In Eq. (9), the first term measures the internal compactness in the target domain data and the second term measures the similarity between cluster centers in the target domain and the cluster centers in the source domain. Through minimizing this objective function by using the Lagrange multipliers, the update expressions of r_ck and v_c are given as follows,

$$ r_{ck} = \frac{1}{{\sum\limits_{l = 1}^{{C_{S} }} {\left( {\frac{{\left\| {\tilde{v}_{k} - v_{c} } \right\|}}{{\left\| {\tilde{v}_{l} - v_{c} } \right\|}}} \right)^{{\frac{2}{m - 1}}} } }} $$

(10)

$$ v_{c} = \frac{{\left( {1 - \lambda } \right)\sum\nolimits_{i = 1}^{{N_{T} }} {\mu_{ci}^{R} x_{i} } + \lambda \sum\nolimits_{k = 1}^{{C_{S} }} {\left( {r_{ck} } \right)^{m} \tilde{v}_{k} } }}{{\left( {1 - \lambda } \right)\sum\nolimits_{i = 1}^{{N_{T} }} {\mu_{ci}^{R} } + \lambda \sum\nolimits_{k = 1}^{{C_{S} }} {\left( {r_{ck} } \right)^{m} } }}. $$

(11)

The rough membership $\mu_{ci}^{R}$ depends on the nearest neighbor matrix R_it and membership u_ci, as shown in Eq. (3). The update rule of u_ci is given as follows [15]:

$$ u_{ci} = \left\{ \begin{gathered} 1{ (}c = \mathop {argmin}\limits_{{1 \le l \le C_{T} }} \sum\limits_{k = 1}^{{N_{T} }} {\frac{{R_{ki} }}{{\sum\nolimits_{t = 1}^{{N_{T} }} {R_{kt} } }}\left\| {x_{k} - v_{l} } \right\|^{2} } {)} \hfill \\ 0 \, \left( {otherwise} \right) \hfill \\ \end{gathered} \right.. $$

(12)

A pseudocode for TRC algorithm is given in Algorithm 1.

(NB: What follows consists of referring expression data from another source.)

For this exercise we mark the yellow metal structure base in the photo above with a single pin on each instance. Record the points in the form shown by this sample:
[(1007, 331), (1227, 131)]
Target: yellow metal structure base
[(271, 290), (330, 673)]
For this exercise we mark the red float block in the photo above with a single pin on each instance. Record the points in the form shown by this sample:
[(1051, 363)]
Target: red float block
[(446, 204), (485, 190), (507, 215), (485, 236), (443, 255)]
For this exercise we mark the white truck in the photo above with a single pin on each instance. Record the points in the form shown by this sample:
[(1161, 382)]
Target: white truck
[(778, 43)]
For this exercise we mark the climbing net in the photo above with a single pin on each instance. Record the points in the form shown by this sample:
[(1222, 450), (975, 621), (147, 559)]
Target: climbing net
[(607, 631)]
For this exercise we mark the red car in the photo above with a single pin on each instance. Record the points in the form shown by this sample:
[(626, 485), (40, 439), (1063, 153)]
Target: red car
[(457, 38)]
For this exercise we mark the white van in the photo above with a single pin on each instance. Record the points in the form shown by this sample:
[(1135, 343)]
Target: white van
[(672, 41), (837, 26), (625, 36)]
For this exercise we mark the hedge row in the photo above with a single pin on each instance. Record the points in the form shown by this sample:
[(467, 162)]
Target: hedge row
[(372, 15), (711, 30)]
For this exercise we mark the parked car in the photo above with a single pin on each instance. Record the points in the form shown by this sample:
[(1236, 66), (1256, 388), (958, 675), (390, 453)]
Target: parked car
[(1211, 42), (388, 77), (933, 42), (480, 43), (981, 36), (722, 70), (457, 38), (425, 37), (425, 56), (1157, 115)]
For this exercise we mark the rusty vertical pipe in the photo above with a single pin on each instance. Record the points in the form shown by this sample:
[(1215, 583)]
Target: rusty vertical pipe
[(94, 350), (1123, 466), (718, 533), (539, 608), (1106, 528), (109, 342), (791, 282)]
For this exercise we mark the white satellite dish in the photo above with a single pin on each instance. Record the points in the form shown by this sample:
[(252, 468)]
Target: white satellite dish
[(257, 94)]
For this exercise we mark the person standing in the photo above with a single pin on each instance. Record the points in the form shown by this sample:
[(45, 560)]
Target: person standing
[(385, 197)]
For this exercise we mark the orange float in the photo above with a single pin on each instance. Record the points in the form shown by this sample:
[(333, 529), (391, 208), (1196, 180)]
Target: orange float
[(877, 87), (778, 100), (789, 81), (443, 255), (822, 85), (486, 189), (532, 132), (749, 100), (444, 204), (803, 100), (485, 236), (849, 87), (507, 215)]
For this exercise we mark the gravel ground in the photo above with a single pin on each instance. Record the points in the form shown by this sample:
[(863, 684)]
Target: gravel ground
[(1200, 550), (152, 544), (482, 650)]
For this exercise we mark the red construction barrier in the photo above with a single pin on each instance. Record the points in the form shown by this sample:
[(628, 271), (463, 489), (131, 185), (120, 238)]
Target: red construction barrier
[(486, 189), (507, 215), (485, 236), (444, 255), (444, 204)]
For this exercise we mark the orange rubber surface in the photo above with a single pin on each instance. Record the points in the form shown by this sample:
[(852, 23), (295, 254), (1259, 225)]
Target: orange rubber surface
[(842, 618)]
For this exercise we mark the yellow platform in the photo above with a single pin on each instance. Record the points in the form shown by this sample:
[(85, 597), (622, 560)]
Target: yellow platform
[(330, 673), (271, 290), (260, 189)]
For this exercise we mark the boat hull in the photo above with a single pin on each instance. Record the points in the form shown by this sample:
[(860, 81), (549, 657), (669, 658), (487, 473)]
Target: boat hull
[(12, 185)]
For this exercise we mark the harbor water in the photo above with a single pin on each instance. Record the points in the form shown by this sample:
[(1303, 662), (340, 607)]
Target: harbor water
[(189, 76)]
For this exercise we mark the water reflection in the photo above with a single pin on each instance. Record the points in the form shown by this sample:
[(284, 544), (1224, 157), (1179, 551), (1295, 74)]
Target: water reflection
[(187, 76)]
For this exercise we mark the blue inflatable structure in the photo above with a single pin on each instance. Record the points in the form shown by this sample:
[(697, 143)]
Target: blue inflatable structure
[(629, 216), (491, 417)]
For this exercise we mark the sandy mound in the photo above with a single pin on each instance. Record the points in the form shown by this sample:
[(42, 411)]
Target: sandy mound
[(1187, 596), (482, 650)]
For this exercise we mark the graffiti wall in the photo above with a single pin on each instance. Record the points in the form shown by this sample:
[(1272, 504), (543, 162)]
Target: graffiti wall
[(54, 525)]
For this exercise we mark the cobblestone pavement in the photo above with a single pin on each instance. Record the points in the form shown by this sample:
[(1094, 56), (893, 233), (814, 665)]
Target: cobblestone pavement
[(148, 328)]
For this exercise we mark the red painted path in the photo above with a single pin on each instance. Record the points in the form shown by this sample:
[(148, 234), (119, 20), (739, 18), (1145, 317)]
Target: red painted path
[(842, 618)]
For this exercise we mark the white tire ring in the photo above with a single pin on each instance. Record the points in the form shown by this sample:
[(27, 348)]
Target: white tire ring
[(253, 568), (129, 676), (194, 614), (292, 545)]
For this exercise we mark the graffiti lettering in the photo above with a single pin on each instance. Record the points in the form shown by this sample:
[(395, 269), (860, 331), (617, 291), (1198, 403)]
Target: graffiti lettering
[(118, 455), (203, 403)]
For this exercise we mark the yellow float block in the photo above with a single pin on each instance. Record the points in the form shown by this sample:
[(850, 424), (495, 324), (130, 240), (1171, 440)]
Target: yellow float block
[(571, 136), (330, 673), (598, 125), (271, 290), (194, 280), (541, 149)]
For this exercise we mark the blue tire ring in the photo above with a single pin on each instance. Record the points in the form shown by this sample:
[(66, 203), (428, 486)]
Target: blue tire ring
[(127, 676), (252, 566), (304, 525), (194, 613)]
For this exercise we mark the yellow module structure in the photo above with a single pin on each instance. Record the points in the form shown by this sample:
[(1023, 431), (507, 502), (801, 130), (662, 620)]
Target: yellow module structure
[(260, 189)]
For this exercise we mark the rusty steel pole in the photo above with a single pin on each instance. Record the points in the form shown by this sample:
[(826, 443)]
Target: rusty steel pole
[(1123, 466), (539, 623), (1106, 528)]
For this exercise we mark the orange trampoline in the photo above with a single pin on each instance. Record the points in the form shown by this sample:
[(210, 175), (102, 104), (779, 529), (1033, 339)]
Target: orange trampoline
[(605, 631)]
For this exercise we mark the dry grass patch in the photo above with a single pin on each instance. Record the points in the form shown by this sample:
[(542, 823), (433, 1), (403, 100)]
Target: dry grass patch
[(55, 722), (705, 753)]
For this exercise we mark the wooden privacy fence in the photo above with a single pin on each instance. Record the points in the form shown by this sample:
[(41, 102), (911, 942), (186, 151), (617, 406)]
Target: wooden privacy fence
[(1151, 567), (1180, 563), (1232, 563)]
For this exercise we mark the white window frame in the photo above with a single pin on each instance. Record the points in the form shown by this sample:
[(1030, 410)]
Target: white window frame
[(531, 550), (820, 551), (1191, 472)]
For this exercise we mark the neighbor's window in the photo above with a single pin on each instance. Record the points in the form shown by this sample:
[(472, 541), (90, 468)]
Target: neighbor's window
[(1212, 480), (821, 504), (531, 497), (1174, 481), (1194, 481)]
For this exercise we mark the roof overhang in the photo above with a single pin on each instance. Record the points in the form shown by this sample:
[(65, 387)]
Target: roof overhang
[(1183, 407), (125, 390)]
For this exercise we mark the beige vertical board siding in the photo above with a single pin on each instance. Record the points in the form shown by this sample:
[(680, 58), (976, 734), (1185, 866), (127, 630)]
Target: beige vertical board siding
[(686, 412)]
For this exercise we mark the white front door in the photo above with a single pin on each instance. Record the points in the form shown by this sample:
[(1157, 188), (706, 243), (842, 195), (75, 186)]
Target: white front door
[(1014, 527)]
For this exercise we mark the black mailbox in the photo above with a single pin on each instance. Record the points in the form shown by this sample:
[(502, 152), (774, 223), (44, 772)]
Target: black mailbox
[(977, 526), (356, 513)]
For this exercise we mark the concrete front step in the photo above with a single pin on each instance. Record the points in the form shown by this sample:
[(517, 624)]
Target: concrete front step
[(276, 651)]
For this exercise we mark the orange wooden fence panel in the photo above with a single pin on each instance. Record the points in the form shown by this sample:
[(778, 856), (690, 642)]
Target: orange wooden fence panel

Differential evolution-based transfer rough clustering algorithm (DE-TRC)

Although the proposed TRC utilizes the source data to improve the clustering performance, it may be influenced by the initialized cluster centers and is easy to fall into local optimum. In order to solve the above problems, differential evolution (DE) algorithm is introduced and differential evolution-based transfer rough clustering algorithm is proposed. In this method, there are three important parts: population initialization, evolutionary operators, and fitness function computation. The fitness function describes a quality of the individual in a population. Therefore, the objective function designed in Eq. (9) is adopted as the fitness function in our method.

Population initialization

The population contains the candidate solutions to the clustering problem. In DE-TRC, the solution is the cluster centers. Therefore, we select the random population initialization technique to generate the population. D is the dimension of the problem and NP is the population size which is often specified by user. As shown in Fig. 2, a chromosome is represented as a vector of real numbers of six dimension. The number of cluster centers is 3.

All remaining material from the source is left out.